Up to our knowledge, this is the first study that correlates serum PDCD4 measured by ELISA with serum miR-21 by RT-qPCR in cancer ovaries. It revealed a significant inverse correlation between miR-21 and PDCD4 in whole groups (cancer and healthy) with P value =0.03 and correlation coefficient was (-0.23). This was in concordance with another study, they found a reduction in PDCD4 levels in Ovarian serous carcinoma (OSC) specimens compared with normal controls and serous cystadenoma (CA) specimens, at both the protein level measured by immunohistochemistry and mRNA level measured by RT-qPCR, also they highlighted miR-21 overexpression in OSC specimens (Chen et al., 2016). PDCD4 expression level was inversely correlated with miR-21 in a variety of tumor tissues and cells, including breast cancer cells, colorectal cancer cells and NK-cell lymphoma/leukemia cells (Asangani et al., 2008; Yamanaka et al., 2009), This could be explained by the ability of miR-21 to target multiple genes including PTEN, PDCD4 and BCL-2, so it is potentially a key factor not only in tumor growth but also in initiation, progression, invasion and metastasis of a wide variety of tumor types including ovarian cancer (Lou et al., 2010). In addition, miR-21 is induced by AP-1 as a response to the Ras oncogene expression and accordingly down-regulates two target genes, phosphatase and tensin homologue (PTEN), and programmed cell death 4 (PDCD4). PDCD4 is required in return for stimulation of AP-1 in response to the Ras oncoprotein. This could be a proof for the autoregulatory loop between PDCD4 and miR-21 for controlling AP-1 activity in Ras-transformed cells (Talotta et al., 2009).
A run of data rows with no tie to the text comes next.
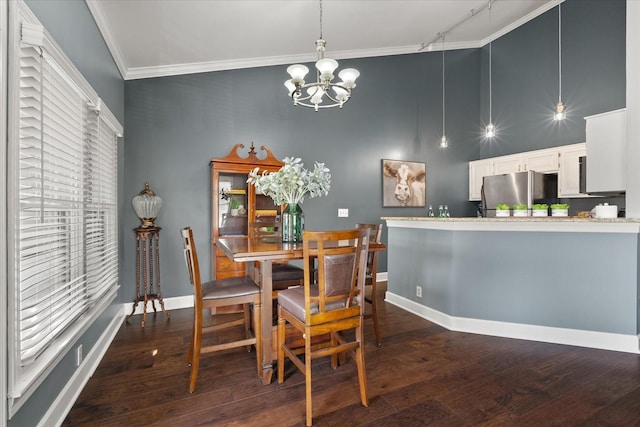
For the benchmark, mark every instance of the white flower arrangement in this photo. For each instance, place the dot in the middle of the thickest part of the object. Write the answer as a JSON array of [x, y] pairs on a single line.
[[292, 183]]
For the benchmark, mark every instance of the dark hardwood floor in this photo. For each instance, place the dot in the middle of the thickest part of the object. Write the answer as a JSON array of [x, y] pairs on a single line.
[[421, 375]]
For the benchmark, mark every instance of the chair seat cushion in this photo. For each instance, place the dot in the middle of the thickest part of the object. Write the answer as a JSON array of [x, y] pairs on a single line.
[[292, 300], [229, 287], [286, 272]]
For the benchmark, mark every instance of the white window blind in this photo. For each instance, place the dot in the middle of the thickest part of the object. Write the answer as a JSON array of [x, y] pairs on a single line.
[[63, 149]]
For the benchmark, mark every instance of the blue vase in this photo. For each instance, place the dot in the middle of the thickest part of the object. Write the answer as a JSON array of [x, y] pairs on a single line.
[[292, 223]]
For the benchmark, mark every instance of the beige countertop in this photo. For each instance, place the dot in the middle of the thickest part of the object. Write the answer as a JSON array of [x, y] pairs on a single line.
[[539, 224]]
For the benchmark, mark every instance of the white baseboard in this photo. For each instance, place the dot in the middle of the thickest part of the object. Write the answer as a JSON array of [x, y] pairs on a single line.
[[581, 338], [59, 409]]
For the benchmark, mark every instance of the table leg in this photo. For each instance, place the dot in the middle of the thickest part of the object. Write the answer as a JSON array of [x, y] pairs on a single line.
[[267, 310]]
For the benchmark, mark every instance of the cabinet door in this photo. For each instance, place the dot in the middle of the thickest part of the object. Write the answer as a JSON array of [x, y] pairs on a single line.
[[233, 203], [569, 171], [545, 161], [508, 164], [478, 169]]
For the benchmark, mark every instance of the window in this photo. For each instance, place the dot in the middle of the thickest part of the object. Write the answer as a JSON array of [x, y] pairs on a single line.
[[62, 206]]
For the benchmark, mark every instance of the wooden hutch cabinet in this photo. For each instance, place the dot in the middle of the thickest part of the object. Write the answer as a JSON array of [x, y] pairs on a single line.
[[235, 204]]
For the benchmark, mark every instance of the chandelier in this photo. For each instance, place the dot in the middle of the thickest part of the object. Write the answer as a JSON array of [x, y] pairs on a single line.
[[323, 90]]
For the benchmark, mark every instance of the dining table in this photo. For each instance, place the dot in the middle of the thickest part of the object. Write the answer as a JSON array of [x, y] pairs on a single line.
[[265, 250]]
Considering the complexity of the regulation network between miRNA and protein coding genes, some authors reported that miR-182 may also target and regulate PDCD4 expression, and they observed that the binding site of miR-21 on PDCD4 3’ UTR is different from miR-182 (Wang et al., 2013). Thus, it is possible that these two miRNAs cooperatively regulate PDCD4, which needs to be elucidated in the future.

The diagnostic value of miR-21 was evaluated by ROC analysis. AUC: 0.915 at Cut-off: 1.005, Sensitivity: 96.7% Specificity: 80%. Although other researchers, studied miR-21 in ovarian cancers yet they did not evaluate its diagnostic accuracy (Xu, et al., 2011; Cappellesso et al., 2014 ; Chen et al., 2016). Others studies including breast cancer reported that sensitivity of miR-21 ranged from (67% to 87.6%) and its specificity ranged from (75% to 87.3%).
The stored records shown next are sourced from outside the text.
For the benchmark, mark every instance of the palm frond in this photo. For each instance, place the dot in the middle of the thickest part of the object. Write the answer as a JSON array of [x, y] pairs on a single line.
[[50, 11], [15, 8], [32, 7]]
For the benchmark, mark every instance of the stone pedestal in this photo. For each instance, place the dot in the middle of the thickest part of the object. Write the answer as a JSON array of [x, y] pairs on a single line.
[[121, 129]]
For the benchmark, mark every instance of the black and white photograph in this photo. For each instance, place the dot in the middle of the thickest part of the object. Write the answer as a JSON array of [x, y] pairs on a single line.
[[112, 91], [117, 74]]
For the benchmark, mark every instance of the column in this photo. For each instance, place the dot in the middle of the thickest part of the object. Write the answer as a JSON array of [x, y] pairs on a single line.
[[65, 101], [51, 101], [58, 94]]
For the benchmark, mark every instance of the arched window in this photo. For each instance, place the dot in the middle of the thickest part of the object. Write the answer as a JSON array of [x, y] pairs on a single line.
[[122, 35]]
Yu et al., (2016) performed meta-analysis on 9 studies concerning Circulating microRNA-21 as a potential diagnostic marker for colorectal cancer. The analysis results showed that the pooled sensitivity and specificity of miR-21 for colorectal cancers (CRC) diagnosis were 72% (range: 62–80) and 85% (Range: 80–88), respectively. The SROC (summarizing ROC) curve of the selected studies shows that The AUC was 0.87 (range: 0.83–0.89).

In summary, miR-21 was up-regulated in ovarian cancer when compared to healthy controls which suggests that miR-21 may be used as a diagnostic biomarker in ovarian cancer. Also its expression was negatively correlated with serum PDCD4, which was down-regulated in ovarian cancer patients who may explain the influence of miR-21 on increased risk of ovarian cancer.